Before adding a block, the index checks for tombstones to prevent re-adding blocks that were already compacted. This handles cases where:

  • A writer’s response was lost but the block was added
  • The block was already compacted before the retry

Index queries

Queries use the linearizable read pattern to ensure consistency:

  1. Read index request: Query asks for the current commit index.
  2. Leader check: Verifies the current leader.
  3. Wait for commit: Waits until the commit index is applied locally.
  4. Read state: Reads from the local state machine.

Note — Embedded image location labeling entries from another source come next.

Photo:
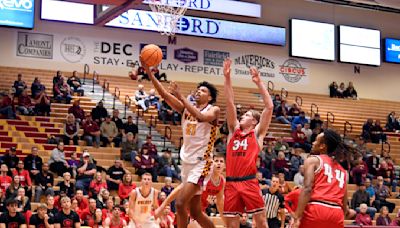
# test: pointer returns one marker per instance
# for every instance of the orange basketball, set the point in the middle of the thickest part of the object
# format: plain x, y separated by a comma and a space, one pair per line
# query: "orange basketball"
151, 55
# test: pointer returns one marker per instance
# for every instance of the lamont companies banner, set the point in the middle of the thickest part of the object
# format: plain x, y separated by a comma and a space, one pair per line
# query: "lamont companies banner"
192, 60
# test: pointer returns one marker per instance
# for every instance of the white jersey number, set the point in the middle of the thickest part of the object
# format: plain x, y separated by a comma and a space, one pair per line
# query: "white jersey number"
237, 144
339, 175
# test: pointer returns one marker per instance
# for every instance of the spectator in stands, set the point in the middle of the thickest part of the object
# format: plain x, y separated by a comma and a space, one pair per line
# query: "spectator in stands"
85, 173
12, 218
96, 185
341, 90
307, 131
66, 185
126, 186
6, 107
191, 97
11, 159
316, 121
153, 99
156, 73
366, 130
99, 113
350, 92
377, 134
130, 126
71, 130
129, 148
24, 177
373, 163
383, 219
44, 183
382, 192
362, 217
301, 119
360, 197
62, 91
333, 87
42, 102
25, 104
37, 87
77, 111
33, 163
167, 166
391, 122
118, 122
293, 111
109, 132
151, 148
299, 177
75, 83
12, 190
146, 163
281, 163
66, 215
300, 139
141, 98
115, 174
166, 113
57, 161
19, 85
91, 131
5, 179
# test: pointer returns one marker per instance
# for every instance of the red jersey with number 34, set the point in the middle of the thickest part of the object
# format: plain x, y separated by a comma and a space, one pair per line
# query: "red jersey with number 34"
241, 154
329, 181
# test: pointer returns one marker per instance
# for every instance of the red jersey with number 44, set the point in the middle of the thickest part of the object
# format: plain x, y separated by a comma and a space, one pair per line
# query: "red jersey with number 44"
329, 181
241, 154
211, 192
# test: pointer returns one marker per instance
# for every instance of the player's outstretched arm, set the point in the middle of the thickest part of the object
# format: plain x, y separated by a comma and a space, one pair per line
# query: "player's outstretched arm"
231, 116
310, 165
211, 115
266, 115
171, 197
168, 97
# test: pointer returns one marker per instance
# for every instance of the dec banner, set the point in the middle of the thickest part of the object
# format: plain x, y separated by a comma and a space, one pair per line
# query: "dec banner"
190, 60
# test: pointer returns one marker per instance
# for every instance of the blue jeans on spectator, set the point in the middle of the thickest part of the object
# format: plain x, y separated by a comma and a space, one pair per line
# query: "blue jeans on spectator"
371, 211
83, 184
7, 112
167, 171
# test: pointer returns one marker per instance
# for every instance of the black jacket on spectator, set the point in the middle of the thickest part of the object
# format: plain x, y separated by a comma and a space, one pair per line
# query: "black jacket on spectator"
30, 160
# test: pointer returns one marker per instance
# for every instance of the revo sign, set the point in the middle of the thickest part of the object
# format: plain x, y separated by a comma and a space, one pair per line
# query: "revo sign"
19, 5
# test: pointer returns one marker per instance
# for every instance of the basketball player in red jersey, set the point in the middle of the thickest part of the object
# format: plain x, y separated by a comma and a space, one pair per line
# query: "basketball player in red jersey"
323, 199
245, 142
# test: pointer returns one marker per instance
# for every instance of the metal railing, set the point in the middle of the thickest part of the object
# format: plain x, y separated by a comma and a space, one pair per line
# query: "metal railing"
330, 120
270, 87
128, 102
86, 71
117, 93
167, 134
348, 128
299, 100
314, 109
106, 86
284, 93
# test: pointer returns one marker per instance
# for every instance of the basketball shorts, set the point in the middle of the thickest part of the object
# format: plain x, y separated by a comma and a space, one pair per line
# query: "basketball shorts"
198, 173
242, 196
322, 215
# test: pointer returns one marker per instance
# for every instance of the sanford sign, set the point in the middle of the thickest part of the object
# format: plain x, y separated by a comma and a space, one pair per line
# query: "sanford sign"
255, 60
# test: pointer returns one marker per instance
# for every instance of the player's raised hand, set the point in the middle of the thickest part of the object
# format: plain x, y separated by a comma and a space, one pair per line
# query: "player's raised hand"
227, 67
255, 75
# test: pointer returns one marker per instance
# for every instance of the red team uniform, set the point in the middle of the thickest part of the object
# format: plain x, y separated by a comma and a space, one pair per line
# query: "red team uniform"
325, 208
211, 191
241, 188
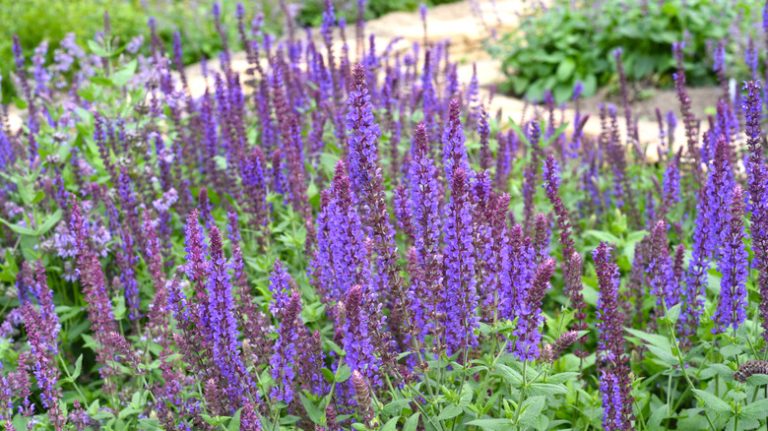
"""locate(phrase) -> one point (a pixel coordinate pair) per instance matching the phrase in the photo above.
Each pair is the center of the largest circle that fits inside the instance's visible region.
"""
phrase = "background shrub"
(571, 42)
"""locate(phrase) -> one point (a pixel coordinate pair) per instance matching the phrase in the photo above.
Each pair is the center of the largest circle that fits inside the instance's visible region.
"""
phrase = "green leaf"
(603, 236)
(757, 410)
(316, 415)
(342, 374)
(713, 402)
(412, 423)
(531, 409)
(449, 412)
(49, 222)
(78, 369)
(122, 76)
(659, 341)
(511, 376)
(492, 424)
(466, 395)
(562, 377)
(547, 389)
(395, 406)
(391, 424)
(565, 69)
(19, 229)
(97, 49)
(757, 379)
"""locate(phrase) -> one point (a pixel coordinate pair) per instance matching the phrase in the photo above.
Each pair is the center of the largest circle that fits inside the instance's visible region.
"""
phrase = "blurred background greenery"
(572, 40)
(37, 20)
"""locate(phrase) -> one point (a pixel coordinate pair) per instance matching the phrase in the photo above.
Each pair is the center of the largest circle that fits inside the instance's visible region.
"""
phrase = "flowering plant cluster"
(344, 237)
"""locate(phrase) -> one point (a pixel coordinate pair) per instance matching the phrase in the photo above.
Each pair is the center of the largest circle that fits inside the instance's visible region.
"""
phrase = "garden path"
(468, 24)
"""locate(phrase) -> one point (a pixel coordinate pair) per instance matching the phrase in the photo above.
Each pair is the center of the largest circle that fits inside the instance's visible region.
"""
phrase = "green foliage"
(35, 21)
(311, 13)
(564, 44)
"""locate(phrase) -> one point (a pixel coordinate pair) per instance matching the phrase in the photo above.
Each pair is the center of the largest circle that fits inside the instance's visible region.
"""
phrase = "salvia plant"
(343, 236)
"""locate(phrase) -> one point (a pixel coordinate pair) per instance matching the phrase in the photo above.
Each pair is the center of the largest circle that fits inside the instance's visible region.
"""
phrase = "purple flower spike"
(460, 292)
(454, 152)
(613, 363)
(734, 267)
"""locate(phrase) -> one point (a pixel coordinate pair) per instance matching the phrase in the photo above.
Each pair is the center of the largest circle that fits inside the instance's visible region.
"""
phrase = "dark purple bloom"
(341, 257)
(528, 311)
(454, 152)
(112, 344)
(571, 272)
(283, 362)
(461, 299)
(758, 200)
(42, 326)
(363, 136)
(357, 341)
(425, 199)
(734, 267)
(613, 363)
(663, 283)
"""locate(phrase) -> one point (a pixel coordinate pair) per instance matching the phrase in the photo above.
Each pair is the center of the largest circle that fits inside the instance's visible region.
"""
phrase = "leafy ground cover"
(328, 242)
(60, 22)
(572, 42)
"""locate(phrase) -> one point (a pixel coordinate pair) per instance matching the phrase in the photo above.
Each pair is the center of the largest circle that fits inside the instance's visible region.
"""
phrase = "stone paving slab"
(468, 24)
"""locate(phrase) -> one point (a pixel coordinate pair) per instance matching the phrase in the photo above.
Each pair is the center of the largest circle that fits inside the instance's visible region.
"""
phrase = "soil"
(703, 101)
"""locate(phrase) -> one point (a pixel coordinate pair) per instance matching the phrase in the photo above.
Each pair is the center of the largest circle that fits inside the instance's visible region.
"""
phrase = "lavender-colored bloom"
(733, 264)
(472, 98)
(484, 130)
(671, 183)
(530, 174)
(663, 283)
(364, 135)
(425, 197)
(283, 362)
(615, 384)
(454, 152)
(758, 200)
(528, 312)
(112, 345)
(610, 326)
(671, 127)
(460, 299)
(42, 326)
(571, 272)
(357, 341)
(341, 257)
(711, 219)
(221, 310)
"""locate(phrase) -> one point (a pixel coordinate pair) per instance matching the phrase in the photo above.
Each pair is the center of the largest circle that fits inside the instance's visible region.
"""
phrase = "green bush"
(311, 13)
(567, 43)
(37, 20)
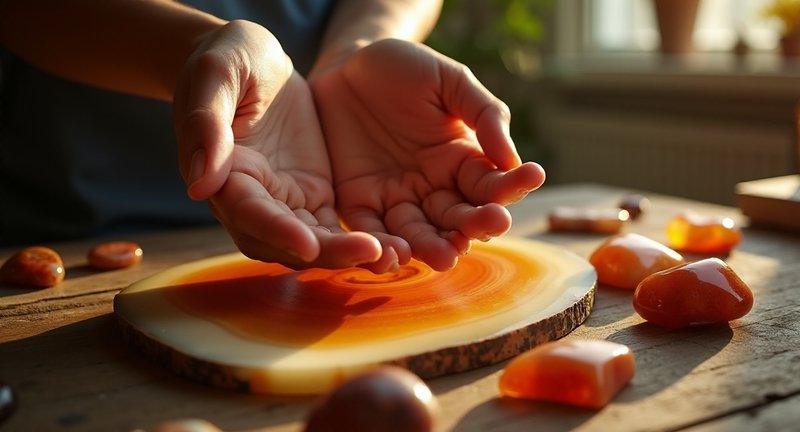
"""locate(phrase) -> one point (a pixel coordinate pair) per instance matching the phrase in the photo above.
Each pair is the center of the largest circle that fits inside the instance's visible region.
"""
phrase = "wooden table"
(61, 351)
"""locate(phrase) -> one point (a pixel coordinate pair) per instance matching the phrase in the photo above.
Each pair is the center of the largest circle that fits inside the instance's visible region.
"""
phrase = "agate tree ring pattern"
(258, 327)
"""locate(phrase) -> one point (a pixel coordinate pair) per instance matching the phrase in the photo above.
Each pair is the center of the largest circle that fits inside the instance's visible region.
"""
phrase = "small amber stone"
(624, 260)
(635, 204)
(35, 266)
(691, 232)
(593, 220)
(702, 292)
(387, 399)
(586, 373)
(115, 255)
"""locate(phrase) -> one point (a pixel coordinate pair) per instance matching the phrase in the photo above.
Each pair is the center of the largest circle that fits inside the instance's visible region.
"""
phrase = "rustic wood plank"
(62, 352)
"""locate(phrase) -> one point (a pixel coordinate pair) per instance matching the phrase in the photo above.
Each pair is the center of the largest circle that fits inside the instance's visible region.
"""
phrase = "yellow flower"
(787, 12)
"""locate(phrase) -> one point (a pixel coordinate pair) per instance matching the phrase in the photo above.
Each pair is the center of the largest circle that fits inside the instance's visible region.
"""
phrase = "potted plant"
(676, 20)
(787, 12)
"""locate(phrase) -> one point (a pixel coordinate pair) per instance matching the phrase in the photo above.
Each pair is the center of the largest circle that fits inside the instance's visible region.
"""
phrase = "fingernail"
(198, 166)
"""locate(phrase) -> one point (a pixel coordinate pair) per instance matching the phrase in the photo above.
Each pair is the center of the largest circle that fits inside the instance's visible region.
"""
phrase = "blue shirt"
(79, 161)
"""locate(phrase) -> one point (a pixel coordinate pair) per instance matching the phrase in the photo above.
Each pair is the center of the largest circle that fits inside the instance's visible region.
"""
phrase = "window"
(630, 25)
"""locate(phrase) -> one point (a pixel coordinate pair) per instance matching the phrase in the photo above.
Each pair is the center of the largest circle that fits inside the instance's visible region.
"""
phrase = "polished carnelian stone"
(691, 232)
(702, 292)
(35, 266)
(115, 255)
(592, 220)
(586, 373)
(624, 260)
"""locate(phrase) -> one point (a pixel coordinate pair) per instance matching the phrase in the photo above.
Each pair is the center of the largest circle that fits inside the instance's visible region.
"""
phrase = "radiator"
(673, 155)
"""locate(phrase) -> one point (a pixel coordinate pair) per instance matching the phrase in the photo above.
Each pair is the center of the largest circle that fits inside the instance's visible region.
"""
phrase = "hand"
(250, 141)
(420, 150)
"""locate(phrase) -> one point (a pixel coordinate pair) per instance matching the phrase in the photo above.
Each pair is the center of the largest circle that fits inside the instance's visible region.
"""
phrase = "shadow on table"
(501, 414)
(657, 350)
(82, 376)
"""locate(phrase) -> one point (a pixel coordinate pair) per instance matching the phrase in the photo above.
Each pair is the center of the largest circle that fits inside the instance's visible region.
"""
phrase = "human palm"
(419, 150)
(250, 142)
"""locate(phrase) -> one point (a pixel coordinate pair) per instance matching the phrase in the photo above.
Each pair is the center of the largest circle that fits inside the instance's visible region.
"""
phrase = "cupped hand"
(420, 150)
(250, 142)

This allows both leader and follower replicas to serve queries while ensuring they see the latest committed state.

Query types

The index supports two main query patterns:

Metadata queries: Find blocks matching criteria

Query:
  - Time range: [start, end]
  - Tenant: ["tenant-1"]
  - Labels: {service_name="frontend"}

Label queries: List available labels without reading data

Query:
  - Return: distinct values for "profile_type" label
  - Filter: {service_name="frontend"}

Retention

Compaction-based retention

When blocks are compacted:

  1. Source block entries are replaced with compacted block entry.
  2. Tombstones are created for source blocks.
  3. Tombstones trigger eventual deletion of source objects.

Time-based retention

Retention policies delete entire partitions based on:

  • Block creation time: Primary retention criteria
  • Data timestamps: Blocks are only deleted if data is also past retention

Retention policies are tenant-specific and configurable per tenant.

Cleanup process

The cleaner runs on the Raft leader and:

  1. Lists partitions and applies retention policy.
  2. Identifies partitions to delete.
  3. Proposes deletion to Raft.
  4. Creates tombstones for affected blocks.
  5. Tombstones are processed during compaction.
sequenceDiagram
    participant C as Cleaner
    participant M as Metastore
    participant R as Raft
    participant I as Index

    C->>M: TruncateIndex(policy)
    M->>I: List partitions
    I-->>M: Partition list
    M->>M: Apply retention policy
    M->>R: Propose TRUNCATE_INDEX
    R->>I: Delete partitions
    R->>I: Add tombstones
    R-->>M: Committed
    M-->>C: Success

Performance

Caching

The index uses several caches:

  • Shard cache: Keeps shard indexes and string tables in memory
  • Block cache: Stores decoded metadata entries

Scalability

  • Storage requirements: A few gigabytes even at large scale
  • Query performance: Sub-millisecond lookups with caching
  • Write throughput: Limited by Raft consensus, typically sufficient for ingestion rates

Implementation details

For detailed implementation information, including the protobuf schema and internal structures, refer to the internal documentation.